Deploy multiple adapters in a single model, sharing base weights.

```python
from coremltools.models import MultiFunctionDescriptor
from coremltools.models.utils import save_multifunction

# Convert individual models
sticker_model = ct.convert(sticker_adapter_model, ...)
storybook_model = ct.convert(storybook_adapter_model, ...)

# Save individually
sticker_model.save("sticker.mlpackage")
storybook_model.save("storybook.mlpackage")

# Merge with shared weights
desc = MultiFunctionDescriptor()
desc.add_function("sticker", "sticker.mlpackage")
desc.add_function("storybook", "storybook.mlpackage")

save_multifunction(desc, "MultiAdapter.mlpackage")
```

### Loading Specific Function

```swift
let config = MLModelConfiguration()
config.functionName = "sticker"  // or "storybook"

let model = try MLModel(contentsOf: modelURL, configuration: config)
```

## Pattern 7 - MLTensor for Pipeline Stitching (iOS 18+)

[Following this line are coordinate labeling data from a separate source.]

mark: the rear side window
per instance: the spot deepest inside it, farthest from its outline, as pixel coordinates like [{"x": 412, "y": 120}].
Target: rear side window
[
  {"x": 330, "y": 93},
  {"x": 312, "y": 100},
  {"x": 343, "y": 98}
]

Simplifies computation between models (decoding, post-processing).

```swift
import CoreML

// Create tensors
let scores = MLTensor(shape: [1, vocab_size], scalars: logits)

// Operations (executed asynchronously on Apple Silicon)
let topK = scores.topK(k: 10)
let probs = (topK.values / temperature).softmax()

// Sample from distribution
let sampled = probs.multinomial(numSamples: 1)

// Materialize to access data (blocks until complete)
let shapedArray = await sampled.shapedArray(of: Int32.self)
```

**Key insight**: MLTensor operations are async. Call `shapedArray()` to materialize results.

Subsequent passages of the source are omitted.